The January US Producer Price Index (PPI) surged 0.9% YoY, above forecasts. The Core PPI surprisingly jumped, smashing estimates of 1.6%, and rose 2%, above last month’s 1.8% advance. At the same time, the Building Permits tumbled -1.5% while Housing Starts plummeted -14.8%, dropping from 1.562M to 1.331M.
Recently, US Consumer Sentiment improved from 79.0 to 79.5 in February, according to a University of Michigan (UoM) poll. Americans grew confident that inflation is trending lower, as expectations for one year ticked to 3%. For a five-year period, estimates remained unchanged at 2.9%.
The data sponsored a leg-up in US Treasury yields, but the Greenback gave back some of its gains late in the session, as shown by the US Dollar Index (DXY). The DXY, which tracks the performance of the USD versus other currencies, drops 0.10%, at 104.17.

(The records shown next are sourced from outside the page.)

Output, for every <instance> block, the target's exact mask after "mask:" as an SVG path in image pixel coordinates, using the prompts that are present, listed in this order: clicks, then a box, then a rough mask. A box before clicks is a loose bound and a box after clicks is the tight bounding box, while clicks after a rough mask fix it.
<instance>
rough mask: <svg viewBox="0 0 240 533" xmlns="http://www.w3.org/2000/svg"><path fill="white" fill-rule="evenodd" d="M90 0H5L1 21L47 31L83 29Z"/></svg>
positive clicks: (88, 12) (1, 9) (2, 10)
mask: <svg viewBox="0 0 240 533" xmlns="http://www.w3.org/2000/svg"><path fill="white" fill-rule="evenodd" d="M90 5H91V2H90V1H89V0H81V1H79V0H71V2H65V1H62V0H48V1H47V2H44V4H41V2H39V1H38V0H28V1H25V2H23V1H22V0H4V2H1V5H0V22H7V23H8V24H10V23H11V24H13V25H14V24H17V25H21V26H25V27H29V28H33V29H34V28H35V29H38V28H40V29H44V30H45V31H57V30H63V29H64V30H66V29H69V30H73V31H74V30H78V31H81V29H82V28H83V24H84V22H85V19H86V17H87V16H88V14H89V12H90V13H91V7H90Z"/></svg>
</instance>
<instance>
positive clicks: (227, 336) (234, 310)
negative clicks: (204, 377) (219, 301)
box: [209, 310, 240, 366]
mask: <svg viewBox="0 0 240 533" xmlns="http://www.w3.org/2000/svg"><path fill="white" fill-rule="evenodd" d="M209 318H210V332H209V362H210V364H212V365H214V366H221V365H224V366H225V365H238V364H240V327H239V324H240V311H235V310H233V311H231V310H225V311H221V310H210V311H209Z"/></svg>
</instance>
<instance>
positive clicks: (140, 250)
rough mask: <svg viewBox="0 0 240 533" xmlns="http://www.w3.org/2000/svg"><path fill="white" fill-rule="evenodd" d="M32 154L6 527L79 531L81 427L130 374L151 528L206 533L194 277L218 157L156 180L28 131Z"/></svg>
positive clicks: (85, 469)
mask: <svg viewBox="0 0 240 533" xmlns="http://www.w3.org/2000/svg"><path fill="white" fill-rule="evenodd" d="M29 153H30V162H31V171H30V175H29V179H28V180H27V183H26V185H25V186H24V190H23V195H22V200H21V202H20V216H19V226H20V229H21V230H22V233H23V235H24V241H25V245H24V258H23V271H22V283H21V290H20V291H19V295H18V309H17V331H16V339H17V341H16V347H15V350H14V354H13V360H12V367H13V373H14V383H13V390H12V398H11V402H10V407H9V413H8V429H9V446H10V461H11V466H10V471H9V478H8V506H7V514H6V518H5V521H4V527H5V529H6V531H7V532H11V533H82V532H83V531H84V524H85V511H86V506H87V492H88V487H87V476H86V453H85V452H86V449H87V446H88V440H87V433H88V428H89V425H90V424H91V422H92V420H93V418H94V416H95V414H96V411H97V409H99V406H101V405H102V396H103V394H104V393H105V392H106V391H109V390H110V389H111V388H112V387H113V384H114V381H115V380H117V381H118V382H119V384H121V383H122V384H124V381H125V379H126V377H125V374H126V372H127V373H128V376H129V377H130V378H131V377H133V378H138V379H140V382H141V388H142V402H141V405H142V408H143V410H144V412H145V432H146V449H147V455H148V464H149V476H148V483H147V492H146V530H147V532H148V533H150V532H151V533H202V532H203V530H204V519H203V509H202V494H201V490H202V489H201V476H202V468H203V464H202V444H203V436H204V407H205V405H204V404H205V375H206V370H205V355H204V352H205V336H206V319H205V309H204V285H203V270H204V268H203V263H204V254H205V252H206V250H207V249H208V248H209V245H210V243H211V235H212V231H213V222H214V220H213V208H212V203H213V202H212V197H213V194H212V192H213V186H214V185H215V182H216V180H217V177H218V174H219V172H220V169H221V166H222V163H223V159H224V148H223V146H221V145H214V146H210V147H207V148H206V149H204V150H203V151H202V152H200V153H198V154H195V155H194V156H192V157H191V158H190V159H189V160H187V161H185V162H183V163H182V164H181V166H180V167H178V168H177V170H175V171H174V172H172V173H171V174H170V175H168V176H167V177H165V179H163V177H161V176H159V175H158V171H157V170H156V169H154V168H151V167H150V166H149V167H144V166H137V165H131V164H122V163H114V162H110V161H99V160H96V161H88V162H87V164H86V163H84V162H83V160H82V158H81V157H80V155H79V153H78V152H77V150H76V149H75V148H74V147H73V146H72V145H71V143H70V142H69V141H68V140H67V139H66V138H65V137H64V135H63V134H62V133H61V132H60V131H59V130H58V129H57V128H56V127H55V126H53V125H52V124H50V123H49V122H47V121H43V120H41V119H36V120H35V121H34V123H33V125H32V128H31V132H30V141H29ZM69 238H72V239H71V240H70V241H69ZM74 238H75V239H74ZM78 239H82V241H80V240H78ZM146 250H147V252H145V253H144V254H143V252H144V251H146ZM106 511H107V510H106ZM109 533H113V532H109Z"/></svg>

Federal Reserve speakers crossed the wires. Atlanta’s Fed President Raphael Bostic (voter) said that he needs more data to convince him that inflationary pressures are easing while keeping the door open to slash rates at some point. Lately, San Francisco’s Fed President Mary Daly stated the Fed needs to be patient on inflation and emphasized that “there is more work to do.”
Swaps market traders continued to price a less dovish Fed. Data from the Chicago Board of Trade (CBOT) shows traders expect 98 basis points of rate cuts toward the end of the year.
Aside from this, retail sales in the UK skyrocketed, rising 3.4% from December, the most in three years, more than doubling the 1.5% consensus. However, Thursday’s GDP report suggests the economy tipped into a recession in the second half of 2023 due to higher interest rates set by the Bank of England (BoE).
Wednesday’s inflation report, although dropping, remained steady, pushing back against rate cut expectations. Money market futures data sees the BoE cutting rates by 75 bps by the end of 2024.
The GBP/USD seems to have bottomed at around the 200-day moving average (DMA), which lies at 1.2562 but has bounced off that level twice. Even though this could be viewed as bullish, the next resistance sits at the 50-DMA at 1.2671, before the pair could challenge 1.2700. On the other hand, if sellers step in and push prices back to the 1.25 handle, expect a re-test of the 200-DMA, followed by the current week’s low of 1.2535 ahead of 1.2500.